Studio:  IMAGE ENTERTAINMENT
Runtime:  1 Hour 33 Minutes

UPC: 715 515 011 624

$ 29.95
Criterion Collection


B&W
For all his taste, education, and worldliness, legendary writer-director Preston Sturges loved nothing more than a good, old-fashioned pratfall, and in The Lady
Eve he mixed raucous slapstick with clever, biting dialogue and urbane situations. The butt of his jokes is Henry Fonda, playing the socially maladroit scion of
beer baron Eugene Pallette. While traveling via ocean liner, he's targeted by seductive con artist Barbara Stanwyck -- who, among other things, impersonates a
cultured English lady in an attempt to worm her way into his heart...and checkbook. Sturges polished his scripts repeatedly before he began shooting, and his
performers deviated from them at the risk of incurring his wrath; but the end product invariably seemed spontaneous, and The Lady Eve is no exception.
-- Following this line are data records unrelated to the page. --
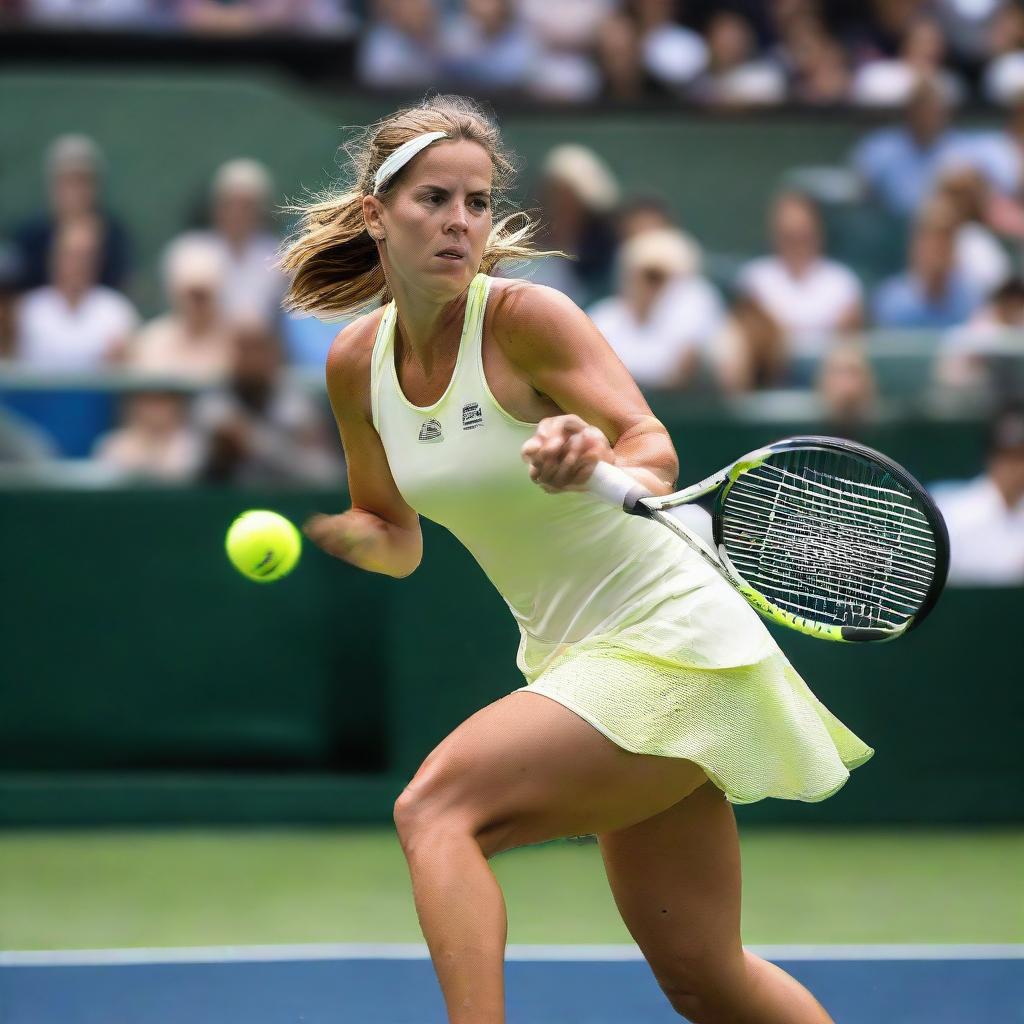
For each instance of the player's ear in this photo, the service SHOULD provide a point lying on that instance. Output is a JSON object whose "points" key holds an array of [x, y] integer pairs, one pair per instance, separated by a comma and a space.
{"points": [[373, 211]]}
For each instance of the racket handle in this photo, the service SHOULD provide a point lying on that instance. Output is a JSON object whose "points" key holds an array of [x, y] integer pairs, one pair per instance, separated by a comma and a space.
{"points": [[615, 486]]}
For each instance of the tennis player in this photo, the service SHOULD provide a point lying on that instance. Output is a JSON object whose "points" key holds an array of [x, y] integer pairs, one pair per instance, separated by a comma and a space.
{"points": [[654, 694]]}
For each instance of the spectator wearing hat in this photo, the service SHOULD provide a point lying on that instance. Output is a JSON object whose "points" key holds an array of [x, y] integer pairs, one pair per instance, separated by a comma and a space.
{"points": [[192, 340], [985, 516], [665, 313], [75, 324], [73, 169], [241, 198], [932, 292], [260, 428], [809, 297], [579, 195]]}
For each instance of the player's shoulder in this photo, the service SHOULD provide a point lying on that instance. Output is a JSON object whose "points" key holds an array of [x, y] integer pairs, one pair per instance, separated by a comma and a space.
{"points": [[349, 355], [524, 316]]}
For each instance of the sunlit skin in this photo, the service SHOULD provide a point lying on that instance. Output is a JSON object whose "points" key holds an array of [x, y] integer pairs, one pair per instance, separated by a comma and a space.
{"points": [[440, 202], [526, 769]]}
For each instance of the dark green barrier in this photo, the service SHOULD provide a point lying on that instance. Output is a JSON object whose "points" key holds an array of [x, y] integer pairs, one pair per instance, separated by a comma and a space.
{"points": [[144, 681]]}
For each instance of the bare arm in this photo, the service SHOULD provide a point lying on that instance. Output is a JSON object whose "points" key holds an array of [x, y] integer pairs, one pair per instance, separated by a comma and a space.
{"points": [[380, 532], [559, 350]]}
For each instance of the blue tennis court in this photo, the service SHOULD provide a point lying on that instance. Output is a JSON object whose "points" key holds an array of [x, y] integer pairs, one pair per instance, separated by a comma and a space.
{"points": [[545, 985]]}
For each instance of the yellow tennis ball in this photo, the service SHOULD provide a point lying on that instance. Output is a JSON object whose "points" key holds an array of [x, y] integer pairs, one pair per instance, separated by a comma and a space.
{"points": [[262, 545]]}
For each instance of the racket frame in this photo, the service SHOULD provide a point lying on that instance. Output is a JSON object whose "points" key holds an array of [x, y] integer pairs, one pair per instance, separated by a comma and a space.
{"points": [[638, 502]]}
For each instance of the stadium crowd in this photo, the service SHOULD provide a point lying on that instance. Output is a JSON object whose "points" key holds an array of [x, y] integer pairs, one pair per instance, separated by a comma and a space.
{"points": [[222, 404], [740, 52]]}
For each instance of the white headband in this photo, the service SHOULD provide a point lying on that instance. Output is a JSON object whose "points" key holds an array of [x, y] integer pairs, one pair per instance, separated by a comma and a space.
{"points": [[402, 156]]}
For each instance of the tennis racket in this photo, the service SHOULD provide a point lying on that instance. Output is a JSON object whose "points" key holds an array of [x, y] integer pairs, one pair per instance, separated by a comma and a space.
{"points": [[821, 535]]}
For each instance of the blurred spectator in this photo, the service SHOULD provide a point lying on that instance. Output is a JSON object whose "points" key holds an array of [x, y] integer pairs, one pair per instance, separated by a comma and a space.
{"points": [[750, 352], [673, 55], [92, 13], [642, 213], [400, 46], [73, 168], [847, 386], [808, 296], [665, 314], [932, 292], [155, 440], [985, 516], [988, 352], [579, 194], [734, 76], [74, 324], [566, 34], [816, 62], [248, 16], [487, 46], [10, 290], [977, 29], [892, 82], [978, 254], [260, 429], [1004, 77], [899, 164], [241, 198], [192, 340], [619, 52]]}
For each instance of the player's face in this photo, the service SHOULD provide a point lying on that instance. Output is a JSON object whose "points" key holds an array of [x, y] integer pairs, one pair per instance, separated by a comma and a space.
{"points": [[437, 222]]}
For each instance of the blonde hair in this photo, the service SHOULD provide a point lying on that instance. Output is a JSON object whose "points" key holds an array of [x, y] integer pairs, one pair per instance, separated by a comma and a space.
{"points": [[334, 262]]}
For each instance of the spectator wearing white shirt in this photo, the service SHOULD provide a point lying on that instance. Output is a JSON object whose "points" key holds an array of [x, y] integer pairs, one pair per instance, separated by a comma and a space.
{"points": [[735, 76], [241, 197], [809, 297], [400, 47], [977, 253], [665, 314], [74, 324], [987, 352], [155, 440], [192, 341], [985, 516], [890, 82], [260, 428]]}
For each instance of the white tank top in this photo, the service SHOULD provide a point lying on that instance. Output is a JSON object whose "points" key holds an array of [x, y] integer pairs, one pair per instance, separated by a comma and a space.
{"points": [[567, 565]]}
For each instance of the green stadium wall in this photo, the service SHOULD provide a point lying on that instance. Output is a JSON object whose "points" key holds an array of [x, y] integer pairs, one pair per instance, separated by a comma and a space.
{"points": [[144, 682]]}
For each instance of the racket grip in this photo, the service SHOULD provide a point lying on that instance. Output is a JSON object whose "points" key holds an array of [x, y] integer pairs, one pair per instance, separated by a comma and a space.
{"points": [[615, 486]]}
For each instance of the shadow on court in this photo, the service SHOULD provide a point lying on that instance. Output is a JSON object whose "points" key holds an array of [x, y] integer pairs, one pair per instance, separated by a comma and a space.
{"points": [[549, 991]]}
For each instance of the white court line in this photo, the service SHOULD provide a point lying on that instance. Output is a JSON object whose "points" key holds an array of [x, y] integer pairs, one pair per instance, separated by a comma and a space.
{"points": [[416, 951]]}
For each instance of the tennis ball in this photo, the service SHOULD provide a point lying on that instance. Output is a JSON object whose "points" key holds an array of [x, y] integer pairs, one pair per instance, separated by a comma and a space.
{"points": [[262, 545]]}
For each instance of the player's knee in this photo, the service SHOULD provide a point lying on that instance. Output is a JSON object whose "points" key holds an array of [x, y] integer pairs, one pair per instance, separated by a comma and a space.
{"points": [[700, 993], [428, 813]]}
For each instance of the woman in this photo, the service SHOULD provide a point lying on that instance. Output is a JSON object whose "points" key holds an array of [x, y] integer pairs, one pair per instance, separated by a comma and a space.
{"points": [[653, 692]]}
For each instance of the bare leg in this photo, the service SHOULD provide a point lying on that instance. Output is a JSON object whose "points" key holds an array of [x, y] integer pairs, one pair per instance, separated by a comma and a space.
{"points": [[462, 913], [677, 884], [522, 770]]}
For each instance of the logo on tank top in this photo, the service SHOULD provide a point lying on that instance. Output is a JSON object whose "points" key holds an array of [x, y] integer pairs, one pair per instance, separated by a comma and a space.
{"points": [[472, 416], [431, 431]]}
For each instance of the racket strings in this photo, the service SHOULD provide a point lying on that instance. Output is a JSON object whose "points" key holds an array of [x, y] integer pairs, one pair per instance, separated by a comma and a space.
{"points": [[829, 537]]}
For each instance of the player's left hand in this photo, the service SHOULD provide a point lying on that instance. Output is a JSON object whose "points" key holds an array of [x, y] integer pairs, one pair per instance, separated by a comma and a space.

Fonda
and Stanwyck are nothing short of remarkable, and her stateroom seduction of him is a hysterically funny scene that skirted the restrictive Production Code
governing movie morality and delighted 1941 moviegoers with its suggestiveness. William Demarest tears through the film as Fonda's blustery, dyspeptic pal,
and Charles Coburn, as Stanwyck's equally larcenous father, gets off a goodly share of wry one-liners. For unadulterated zaniness, Sturges can't be beat, and
The Lady Eve ranks among this innovative director's very best films.